Reicht aber „investigativer“ Journalismus aus? Ich finde nein, habe ich doch selber im zarten Alter von 15 Jahren angefangen, den Spiegel zu lesen. Das Resultat lesen Sie gerade: Dieser Blog ist nämlich auch eine Art „therapeutisches Schreiben“ zur Abarbeitung der damals eingefangenen Traumata. Der Spiegel – als Hochaltar des investigativen Journalismus – hatte in mir nämlich eher ein zynisches Weltbild erzeugt.
Dies erkennend, wandte ich mich ab Mitte der 90er Jahre der Zeit – damals eine Ikone des konstruktiven Journalismus – zu. Damals war in meinen Augen das einzige Manko der Zeit, dass man selbst als Absolvent eines Deutsch-Leistungskurses ein Wörterbuch benötigte, um die Kommentare der Gräfin zu verstehen. Lang, lang ists her – wenn man sich Die Zeit von heute anschaut. Das aktuelle Paradebeispiel des konstruktiven Journalismus ist denn auch eher Brand Eins, wiewohl das Magazin nur auf Wirtschaft abonniert ist.

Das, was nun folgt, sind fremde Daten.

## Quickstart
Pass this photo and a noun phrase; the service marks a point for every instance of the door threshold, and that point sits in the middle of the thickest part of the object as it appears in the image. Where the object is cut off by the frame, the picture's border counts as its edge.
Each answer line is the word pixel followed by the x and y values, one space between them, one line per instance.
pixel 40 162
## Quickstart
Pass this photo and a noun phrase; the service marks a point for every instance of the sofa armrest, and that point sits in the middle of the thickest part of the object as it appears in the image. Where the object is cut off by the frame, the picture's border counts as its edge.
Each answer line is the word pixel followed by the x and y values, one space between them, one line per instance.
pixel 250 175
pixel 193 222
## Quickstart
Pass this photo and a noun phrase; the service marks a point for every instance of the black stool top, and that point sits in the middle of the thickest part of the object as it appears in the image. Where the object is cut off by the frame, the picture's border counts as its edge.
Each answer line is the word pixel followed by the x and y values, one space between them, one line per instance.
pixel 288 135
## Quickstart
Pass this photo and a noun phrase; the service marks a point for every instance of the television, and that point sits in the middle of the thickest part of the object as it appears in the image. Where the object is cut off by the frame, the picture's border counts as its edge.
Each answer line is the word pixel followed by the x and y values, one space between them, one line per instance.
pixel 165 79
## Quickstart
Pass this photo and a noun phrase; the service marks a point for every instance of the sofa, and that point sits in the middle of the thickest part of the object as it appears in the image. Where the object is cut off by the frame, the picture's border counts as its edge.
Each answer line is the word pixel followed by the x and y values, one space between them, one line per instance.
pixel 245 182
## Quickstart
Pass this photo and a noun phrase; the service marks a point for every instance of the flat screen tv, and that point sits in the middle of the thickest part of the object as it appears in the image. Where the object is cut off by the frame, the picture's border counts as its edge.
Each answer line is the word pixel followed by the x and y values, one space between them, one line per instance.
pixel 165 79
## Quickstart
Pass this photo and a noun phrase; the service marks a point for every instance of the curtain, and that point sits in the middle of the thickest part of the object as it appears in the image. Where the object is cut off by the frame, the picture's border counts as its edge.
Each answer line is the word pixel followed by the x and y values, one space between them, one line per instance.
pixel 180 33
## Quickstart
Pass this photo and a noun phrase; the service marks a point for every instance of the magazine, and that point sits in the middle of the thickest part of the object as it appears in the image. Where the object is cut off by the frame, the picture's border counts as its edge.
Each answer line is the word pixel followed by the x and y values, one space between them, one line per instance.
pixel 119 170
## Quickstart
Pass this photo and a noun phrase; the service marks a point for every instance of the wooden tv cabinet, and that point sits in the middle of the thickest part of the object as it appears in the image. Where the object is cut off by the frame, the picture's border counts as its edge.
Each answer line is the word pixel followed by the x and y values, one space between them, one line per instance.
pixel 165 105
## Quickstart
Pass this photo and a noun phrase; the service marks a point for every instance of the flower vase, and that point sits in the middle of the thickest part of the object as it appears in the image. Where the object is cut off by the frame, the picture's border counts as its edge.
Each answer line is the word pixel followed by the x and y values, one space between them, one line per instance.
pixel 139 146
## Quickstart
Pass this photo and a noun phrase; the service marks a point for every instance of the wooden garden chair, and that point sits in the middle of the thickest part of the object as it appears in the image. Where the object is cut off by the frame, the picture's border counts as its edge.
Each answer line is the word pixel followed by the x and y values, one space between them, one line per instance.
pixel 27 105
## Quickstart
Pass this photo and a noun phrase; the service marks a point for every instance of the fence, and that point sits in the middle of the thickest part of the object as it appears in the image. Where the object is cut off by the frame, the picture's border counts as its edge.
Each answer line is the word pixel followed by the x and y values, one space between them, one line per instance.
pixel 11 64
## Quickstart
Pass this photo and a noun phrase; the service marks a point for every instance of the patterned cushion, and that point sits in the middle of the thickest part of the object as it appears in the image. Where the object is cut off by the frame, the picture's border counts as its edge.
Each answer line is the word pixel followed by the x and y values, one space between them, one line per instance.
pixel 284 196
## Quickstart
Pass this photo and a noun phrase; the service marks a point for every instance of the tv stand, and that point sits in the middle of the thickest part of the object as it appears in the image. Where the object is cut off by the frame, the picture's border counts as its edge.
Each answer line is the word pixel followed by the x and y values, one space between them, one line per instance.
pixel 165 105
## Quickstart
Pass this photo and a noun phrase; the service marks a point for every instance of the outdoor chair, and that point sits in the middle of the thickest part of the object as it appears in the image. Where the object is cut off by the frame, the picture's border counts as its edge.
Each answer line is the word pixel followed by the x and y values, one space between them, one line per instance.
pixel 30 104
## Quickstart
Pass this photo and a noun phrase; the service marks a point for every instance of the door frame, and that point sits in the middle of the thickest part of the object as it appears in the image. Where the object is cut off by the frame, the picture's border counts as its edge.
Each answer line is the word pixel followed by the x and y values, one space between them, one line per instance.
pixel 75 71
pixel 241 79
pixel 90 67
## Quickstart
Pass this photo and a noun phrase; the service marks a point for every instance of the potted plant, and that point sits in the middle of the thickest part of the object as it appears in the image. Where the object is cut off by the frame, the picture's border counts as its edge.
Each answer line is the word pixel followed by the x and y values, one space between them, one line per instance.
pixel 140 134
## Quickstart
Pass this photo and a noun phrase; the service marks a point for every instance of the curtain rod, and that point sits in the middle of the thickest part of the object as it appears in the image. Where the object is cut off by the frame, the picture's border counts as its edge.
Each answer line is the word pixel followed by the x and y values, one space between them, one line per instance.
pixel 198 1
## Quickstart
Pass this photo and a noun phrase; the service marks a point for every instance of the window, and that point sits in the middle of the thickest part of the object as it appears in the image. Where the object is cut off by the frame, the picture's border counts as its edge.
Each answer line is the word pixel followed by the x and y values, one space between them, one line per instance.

Und die Idee des „Konstruktivismus“ hat mich begeistert, seit ich 1982 im Fernsehen die Abwahl Helmut Schmidts als Bundeskanzler im Wege eines „konstruktiven Misstrauensvotums“ nach Art. 67 GG verfolgen durfte. Das konstruktive Misstrauensvotum fand nämlich seinen Eingang in das Grundgesetz wegen der Erfahrungen mit den im wahrsten Sinne des Wortes „destruktiven“ Folgen des ebensolchen Misstrauensvotums in der Weimarer Republik. Übertragen auf den Journalismus bedeutet dies, dass „investigativer“ Journalismus zwar besser ist, als gar keine Berichterstattung, aber die Gefahr besteht, dass die Leser zynisch werden. „Konstruktiver“ Journalismus bedeutet, auch LösungsVORSCHLÄGE zu unterbreiten und zu diskutieren, ohne in paternalistisches, besserwisserisches Verhalten, schon gar nicht verdeckter Art, wie es das „Nudging“ vorsieht, zu verfallen. Im besten Fall kann ich so als Journalist helfen, Diskussionen über das „normale Stammtischniveau“ zu heben.
Nach 35 Jahren bewusster Zeitungslektüre würde ich damit zusammenfassend sagen, dass der gute Journalist zumindest investigativ sein sollte, der bessere aber konstruktiv. Auf keinen Fall darf ein Journalist aber – wenn er sich in seiner Rolle als „4. Gewalt“ selber ernst nehmen will – „nudgen“ oder „besser wissen“. Diese Anforderungen zu erfüllen ist, gerade, wenn man damit auch noch Geld verdienen will oder muss, ganz gewiss ein heikler Drahtseilakt. Aber auf Dauer wird sich Journalismus als Metier nur halten, wenn dieser Drahtseilakt gelingt – ansonsten WIRD Journalismus tatsächlich selbstmörderisch, egal ob „konstruktiv“ oder „investigativ“.